Hi there. This is producer, Piper Hale. We’re working hard for you on the October episode of Inform Me, Informatics. But in the meantime, here’s a special bonus episode. You may remember Task Force for Global Health President, Dr. Dave Ross from previous episodes, including the call-in show and this podcast’s very first episode about his journey from rocket scientist to informatician. A couple of years ago, I had a conversation with Dave about public health informatics. He explained to me that the field is ultimately about getting information to the people who need it in order to improve health outcomes. And informatics doesn’t have to involve high-tech information systems, or even any technology at all. To help me understand, he told me a story about a project he’d worked on with the Sierra Leone Ministry of Health almost 20 years ago, a little after the country’s decade-long civil war had ended in 2002. This conversation was recorded, and I wanted to share it with you today.
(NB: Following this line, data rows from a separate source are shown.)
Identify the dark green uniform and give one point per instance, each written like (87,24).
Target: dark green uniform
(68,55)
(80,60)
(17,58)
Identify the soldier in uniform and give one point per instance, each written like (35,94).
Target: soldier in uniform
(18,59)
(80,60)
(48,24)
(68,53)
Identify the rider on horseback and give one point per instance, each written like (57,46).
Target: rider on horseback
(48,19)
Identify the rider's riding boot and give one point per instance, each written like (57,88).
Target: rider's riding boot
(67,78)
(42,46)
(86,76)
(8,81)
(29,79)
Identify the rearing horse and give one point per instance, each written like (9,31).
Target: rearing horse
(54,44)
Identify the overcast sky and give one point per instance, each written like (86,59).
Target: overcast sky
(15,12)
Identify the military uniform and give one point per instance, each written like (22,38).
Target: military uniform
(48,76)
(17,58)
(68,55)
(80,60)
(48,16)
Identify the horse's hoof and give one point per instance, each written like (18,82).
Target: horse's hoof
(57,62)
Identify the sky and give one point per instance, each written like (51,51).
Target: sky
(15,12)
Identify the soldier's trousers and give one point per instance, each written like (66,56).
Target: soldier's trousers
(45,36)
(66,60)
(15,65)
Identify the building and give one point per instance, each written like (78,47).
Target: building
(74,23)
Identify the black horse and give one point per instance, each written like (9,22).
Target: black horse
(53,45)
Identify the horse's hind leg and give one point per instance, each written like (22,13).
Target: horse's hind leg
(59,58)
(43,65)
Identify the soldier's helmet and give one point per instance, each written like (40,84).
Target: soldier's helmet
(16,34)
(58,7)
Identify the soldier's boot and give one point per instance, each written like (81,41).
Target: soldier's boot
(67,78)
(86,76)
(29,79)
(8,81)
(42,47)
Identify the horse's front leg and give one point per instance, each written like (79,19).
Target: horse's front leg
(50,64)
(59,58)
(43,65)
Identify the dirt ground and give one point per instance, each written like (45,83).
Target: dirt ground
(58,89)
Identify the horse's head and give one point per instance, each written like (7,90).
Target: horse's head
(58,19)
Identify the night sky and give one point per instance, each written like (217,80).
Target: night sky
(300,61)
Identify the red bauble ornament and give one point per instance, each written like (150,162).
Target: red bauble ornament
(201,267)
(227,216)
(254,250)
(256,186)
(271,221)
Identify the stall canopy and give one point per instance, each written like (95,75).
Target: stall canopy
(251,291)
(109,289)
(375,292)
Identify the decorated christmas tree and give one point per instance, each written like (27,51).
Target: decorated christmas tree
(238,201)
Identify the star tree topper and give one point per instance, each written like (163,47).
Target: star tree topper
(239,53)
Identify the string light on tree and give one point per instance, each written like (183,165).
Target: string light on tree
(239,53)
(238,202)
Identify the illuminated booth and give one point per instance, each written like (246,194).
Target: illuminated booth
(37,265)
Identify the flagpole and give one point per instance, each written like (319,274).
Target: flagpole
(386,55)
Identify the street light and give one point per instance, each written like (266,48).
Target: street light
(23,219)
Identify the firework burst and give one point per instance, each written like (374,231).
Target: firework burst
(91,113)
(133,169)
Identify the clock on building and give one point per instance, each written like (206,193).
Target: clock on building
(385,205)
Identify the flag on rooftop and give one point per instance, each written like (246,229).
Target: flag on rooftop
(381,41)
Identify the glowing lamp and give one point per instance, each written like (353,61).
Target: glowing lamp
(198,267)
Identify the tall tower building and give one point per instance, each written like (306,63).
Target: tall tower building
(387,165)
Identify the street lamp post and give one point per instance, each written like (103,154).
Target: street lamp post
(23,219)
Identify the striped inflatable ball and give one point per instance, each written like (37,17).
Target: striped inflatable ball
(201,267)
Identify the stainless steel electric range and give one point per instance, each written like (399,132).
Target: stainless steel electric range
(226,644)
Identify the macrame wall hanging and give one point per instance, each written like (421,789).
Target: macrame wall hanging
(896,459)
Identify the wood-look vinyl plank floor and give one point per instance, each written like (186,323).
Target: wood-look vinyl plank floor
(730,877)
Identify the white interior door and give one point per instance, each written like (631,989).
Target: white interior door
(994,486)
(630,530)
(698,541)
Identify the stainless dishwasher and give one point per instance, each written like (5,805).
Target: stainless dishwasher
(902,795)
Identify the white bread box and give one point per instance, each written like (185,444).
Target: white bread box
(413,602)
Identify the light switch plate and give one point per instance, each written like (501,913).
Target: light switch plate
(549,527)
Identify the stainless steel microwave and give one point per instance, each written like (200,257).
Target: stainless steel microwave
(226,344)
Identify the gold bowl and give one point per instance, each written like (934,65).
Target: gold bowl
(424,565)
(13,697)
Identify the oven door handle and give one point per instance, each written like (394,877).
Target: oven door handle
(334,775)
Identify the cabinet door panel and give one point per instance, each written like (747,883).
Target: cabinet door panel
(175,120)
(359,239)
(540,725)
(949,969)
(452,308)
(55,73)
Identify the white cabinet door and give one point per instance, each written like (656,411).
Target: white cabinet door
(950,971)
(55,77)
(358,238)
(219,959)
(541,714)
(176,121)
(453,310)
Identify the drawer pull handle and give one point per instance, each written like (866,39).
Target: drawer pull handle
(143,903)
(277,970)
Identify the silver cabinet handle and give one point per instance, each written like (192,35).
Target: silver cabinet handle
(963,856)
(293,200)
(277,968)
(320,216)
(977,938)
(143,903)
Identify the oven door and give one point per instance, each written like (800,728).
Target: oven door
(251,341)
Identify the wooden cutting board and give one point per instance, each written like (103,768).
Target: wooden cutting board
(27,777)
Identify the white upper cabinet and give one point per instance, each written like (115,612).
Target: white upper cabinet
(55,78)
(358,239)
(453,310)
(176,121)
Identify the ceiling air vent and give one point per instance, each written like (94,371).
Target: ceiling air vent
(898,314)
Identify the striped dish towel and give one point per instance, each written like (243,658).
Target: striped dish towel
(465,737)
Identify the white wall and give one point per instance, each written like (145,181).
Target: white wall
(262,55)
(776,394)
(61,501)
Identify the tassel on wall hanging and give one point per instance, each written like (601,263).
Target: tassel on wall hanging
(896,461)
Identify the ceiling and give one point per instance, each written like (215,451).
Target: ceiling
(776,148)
People often ask me if public health informatics means using information technologies. And my answer is, “not necessarily so.” It means that we can produce information that informs action, so we’re giving information to the people who need it in a timely way, when they need it, and in a way that leads them to take actions that produce outcomes in health that matter. Does that mean that you have to use electronic technologies to do that? Not necessarily so.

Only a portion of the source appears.